I am trying to forecast by each group within a data frame (in this case LSOA), for the next 5 years. I have a data set of three columns: LSOA
, Date
and Value
. Similar to this:
LSOA | Date | Value |
---|---|---|
E01026449 | 31/03/2021 | 401 |
E01026449 | 31/03/2022 | 415 |
E01026449 | 31/03/2023 | 441 |
E01026450 | 31/03/2021 | 413 |
E01026450 | 31/03/2022 | 428 |
E01026450 | 31/03/2023 | 440 |
E01026451 | 31/03/2021 | 607 |
E01026451 | 31/03/2022 | 625 |
E01026451 | 31/03/2023 | 633 |
I have tried several nested lists solutions, none of which are working as it is just fitting the existing year values and I am not sure where to put the predict
and h=
to get the next x results.
My completely broken code below:
datamodel<-split(data[, -1], data$LSOA)
ld <- lapply(datamodel, function(x) {ts(c(t(x[,-2])),start = c(2010,3,31), frequency = 1)})
lest<-lapply(ld, function(x){holt(x)})
lts<- lapply(lest, function(x){predict(x, newdata=1)})
lts <- lapply(ld, holt, model = "nZZ")
I know I need to:
1.) Group by LSOA
2.) Develop a model for each group
3.) Apply model to prediction for the group
So ideally I would be able to predict and append the 31/03/2024
number for each LSOA
or set h
to some number of future predictions. But I am missing something silly here.
How can I achieve this all in a dplyr pipe?
You can use the map() function from purrr on the levels of LSOA.It creates a list with your sub data.tables.
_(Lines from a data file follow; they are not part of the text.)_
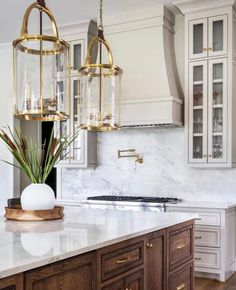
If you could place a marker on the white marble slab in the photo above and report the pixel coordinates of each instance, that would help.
(24, 246)
(164, 172)
(205, 204)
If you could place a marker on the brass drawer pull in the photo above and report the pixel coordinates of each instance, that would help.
(181, 246)
(181, 286)
(125, 260)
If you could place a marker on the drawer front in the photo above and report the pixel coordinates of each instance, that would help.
(120, 260)
(182, 279)
(207, 237)
(180, 246)
(207, 258)
(205, 218)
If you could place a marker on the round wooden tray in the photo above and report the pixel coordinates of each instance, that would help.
(16, 213)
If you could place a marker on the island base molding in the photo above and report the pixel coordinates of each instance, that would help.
(159, 260)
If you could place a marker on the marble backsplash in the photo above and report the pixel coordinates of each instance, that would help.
(164, 172)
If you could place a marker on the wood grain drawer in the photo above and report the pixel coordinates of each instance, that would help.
(207, 258)
(207, 237)
(119, 260)
(182, 279)
(180, 246)
(205, 218)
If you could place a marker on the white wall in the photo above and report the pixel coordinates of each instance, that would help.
(164, 171)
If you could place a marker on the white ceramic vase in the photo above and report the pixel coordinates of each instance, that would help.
(37, 196)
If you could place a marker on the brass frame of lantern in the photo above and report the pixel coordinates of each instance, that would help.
(87, 69)
(59, 46)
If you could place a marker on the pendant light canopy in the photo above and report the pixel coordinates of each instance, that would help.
(40, 71)
(99, 87)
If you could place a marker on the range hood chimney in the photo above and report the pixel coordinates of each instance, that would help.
(152, 93)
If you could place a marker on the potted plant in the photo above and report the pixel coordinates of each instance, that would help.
(36, 161)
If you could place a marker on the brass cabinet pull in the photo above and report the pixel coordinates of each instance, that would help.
(125, 260)
(181, 286)
(181, 246)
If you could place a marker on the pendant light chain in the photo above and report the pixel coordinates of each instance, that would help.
(100, 26)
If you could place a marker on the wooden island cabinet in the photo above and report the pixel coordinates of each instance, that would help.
(160, 260)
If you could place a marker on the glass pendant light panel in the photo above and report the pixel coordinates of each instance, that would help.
(41, 80)
(99, 103)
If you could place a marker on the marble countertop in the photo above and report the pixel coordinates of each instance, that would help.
(204, 204)
(28, 245)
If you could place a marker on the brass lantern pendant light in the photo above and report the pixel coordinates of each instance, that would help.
(99, 108)
(40, 71)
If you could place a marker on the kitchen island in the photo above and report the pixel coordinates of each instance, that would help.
(98, 249)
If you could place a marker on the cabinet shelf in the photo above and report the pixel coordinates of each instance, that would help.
(215, 81)
(218, 106)
(197, 107)
(198, 83)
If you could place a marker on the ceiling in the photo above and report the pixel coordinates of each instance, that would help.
(65, 11)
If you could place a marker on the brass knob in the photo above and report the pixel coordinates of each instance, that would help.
(181, 286)
(180, 246)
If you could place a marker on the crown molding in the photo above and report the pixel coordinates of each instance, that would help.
(189, 6)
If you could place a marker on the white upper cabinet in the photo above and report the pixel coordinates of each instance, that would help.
(210, 97)
(207, 131)
(208, 37)
(198, 38)
(82, 152)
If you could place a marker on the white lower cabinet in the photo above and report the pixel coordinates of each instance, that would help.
(214, 241)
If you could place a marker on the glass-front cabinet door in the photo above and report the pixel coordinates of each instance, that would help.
(198, 112)
(83, 149)
(198, 38)
(217, 111)
(217, 40)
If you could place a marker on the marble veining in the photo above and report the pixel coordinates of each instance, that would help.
(164, 172)
(28, 245)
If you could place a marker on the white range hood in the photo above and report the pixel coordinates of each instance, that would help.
(143, 45)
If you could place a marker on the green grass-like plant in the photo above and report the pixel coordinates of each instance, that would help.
(35, 161)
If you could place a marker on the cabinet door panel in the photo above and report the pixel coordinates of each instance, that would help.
(217, 35)
(65, 275)
(182, 279)
(134, 281)
(217, 111)
(198, 112)
(155, 275)
(12, 283)
(198, 38)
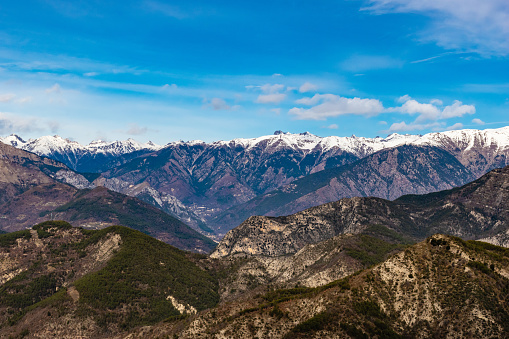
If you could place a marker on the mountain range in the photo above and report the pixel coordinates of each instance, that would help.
(35, 189)
(357, 267)
(199, 182)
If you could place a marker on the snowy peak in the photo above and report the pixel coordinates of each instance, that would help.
(47, 145)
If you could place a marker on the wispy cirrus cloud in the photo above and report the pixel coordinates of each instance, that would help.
(363, 63)
(480, 26)
(432, 114)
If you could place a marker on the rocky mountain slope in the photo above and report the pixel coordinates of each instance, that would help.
(97, 156)
(210, 178)
(474, 211)
(197, 181)
(20, 170)
(34, 189)
(97, 209)
(385, 174)
(60, 281)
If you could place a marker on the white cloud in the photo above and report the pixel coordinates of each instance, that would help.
(24, 100)
(308, 87)
(218, 104)
(404, 127)
(333, 105)
(274, 98)
(54, 89)
(404, 98)
(170, 87)
(457, 109)
(426, 111)
(432, 111)
(480, 26)
(7, 97)
(135, 129)
(362, 63)
(271, 89)
(10, 123)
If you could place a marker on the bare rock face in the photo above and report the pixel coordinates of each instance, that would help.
(476, 210)
(224, 182)
(386, 174)
(442, 287)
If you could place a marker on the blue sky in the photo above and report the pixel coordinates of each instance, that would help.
(218, 70)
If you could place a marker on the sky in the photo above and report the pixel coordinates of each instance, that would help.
(218, 70)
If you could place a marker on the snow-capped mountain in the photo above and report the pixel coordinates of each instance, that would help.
(95, 157)
(209, 178)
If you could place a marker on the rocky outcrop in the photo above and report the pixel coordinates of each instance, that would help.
(387, 174)
(474, 211)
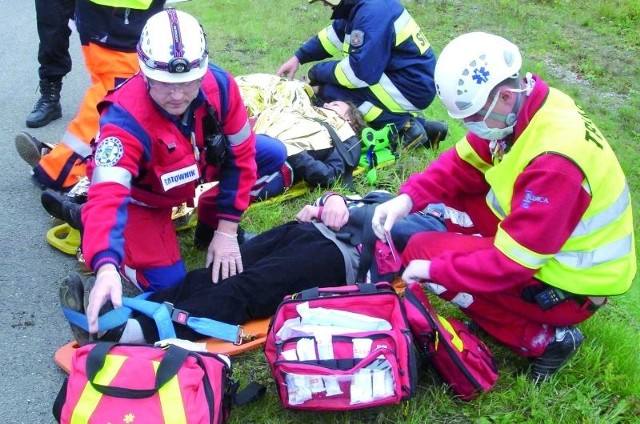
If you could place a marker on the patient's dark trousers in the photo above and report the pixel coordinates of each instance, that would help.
(284, 260)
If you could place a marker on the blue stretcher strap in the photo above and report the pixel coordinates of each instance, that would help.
(216, 329)
(161, 316)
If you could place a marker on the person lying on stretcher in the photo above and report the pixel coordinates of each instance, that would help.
(319, 249)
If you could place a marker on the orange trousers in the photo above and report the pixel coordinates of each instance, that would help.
(66, 163)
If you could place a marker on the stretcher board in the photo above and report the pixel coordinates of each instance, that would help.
(255, 331)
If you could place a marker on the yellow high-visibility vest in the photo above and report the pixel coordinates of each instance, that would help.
(599, 256)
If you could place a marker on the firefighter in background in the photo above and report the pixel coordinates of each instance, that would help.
(109, 36)
(386, 68)
(544, 190)
(178, 123)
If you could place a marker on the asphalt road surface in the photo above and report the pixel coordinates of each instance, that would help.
(31, 322)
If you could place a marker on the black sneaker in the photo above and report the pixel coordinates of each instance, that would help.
(62, 207)
(47, 108)
(557, 353)
(71, 294)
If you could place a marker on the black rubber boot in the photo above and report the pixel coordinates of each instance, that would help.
(436, 132)
(47, 108)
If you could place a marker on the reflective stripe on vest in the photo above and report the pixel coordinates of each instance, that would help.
(405, 26)
(384, 90)
(598, 258)
(132, 4)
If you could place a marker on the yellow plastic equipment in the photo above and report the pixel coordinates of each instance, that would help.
(64, 238)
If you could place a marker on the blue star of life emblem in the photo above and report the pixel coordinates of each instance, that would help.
(480, 75)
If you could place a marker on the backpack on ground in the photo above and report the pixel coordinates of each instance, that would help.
(461, 359)
(341, 348)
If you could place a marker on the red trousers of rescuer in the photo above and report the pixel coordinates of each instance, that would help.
(65, 164)
(519, 324)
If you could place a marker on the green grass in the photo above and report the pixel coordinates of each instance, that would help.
(590, 50)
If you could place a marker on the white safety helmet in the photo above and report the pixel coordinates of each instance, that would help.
(470, 66)
(173, 47)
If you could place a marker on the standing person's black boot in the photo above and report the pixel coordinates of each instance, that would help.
(47, 108)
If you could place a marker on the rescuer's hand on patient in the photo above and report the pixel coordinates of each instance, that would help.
(289, 68)
(387, 213)
(224, 253)
(335, 213)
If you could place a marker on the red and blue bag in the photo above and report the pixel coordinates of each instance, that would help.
(461, 359)
(119, 383)
(341, 348)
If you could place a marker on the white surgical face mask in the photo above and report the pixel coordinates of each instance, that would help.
(482, 130)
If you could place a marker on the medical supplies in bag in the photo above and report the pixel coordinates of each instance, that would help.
(121, 383)
(461, 359)
(341, 348)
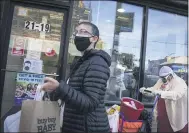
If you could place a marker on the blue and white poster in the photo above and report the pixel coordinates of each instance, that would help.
(26, 86)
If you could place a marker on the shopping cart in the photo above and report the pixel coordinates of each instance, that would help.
(134, 125)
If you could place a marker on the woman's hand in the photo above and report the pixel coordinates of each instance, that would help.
(50, 84)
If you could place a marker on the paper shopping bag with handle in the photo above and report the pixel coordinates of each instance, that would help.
(40, 116)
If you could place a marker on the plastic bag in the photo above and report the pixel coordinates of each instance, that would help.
(113, 117)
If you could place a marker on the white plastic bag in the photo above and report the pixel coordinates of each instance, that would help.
(12, 122)
(114, 121)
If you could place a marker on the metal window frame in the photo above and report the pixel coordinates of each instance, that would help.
(6, 29)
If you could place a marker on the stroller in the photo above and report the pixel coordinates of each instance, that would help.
(135, 121)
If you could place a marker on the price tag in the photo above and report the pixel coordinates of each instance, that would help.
(30, 25)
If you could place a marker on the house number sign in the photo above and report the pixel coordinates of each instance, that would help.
(30, 25)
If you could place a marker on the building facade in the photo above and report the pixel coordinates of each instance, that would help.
(139, 35)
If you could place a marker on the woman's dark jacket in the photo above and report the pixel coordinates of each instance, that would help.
(84, 95)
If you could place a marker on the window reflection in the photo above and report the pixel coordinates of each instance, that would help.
(166, 45)
(120, 36)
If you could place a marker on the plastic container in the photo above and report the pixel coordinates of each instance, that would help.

Then, using map again, you can throw any prediction on each one of your data.table, returning a list of your models.
library(tidyverse)
data=tribble(~LSOA,~Date,~Value,
"E01026449","31/03/2021",401,
"E01026449", "31/03/2022", 415,
"E01026449" , "31/03/2023" , 441,
"E01026450" ,"31/03/2021 " ,413,
"E01026450", "31/03/2022", 428,
"E01026450" ," 31/03/2023" , 440,
"E01026451" ,"31/03/2021" ,607,
"E01026451", "31/03/2022", 625,
"E01026451" , "31/03/2023" , 633,)
levels (as.factor(data$LSOA)) %>%
map(~{return(data %>% filter(LSOA==.x))}) %>%
map(~{#Insert prediction here
#For example
lm(Value~Date, data=.x)
# Will not work beacause of the formats
})
I didn't get what you wanted to predict, sorry.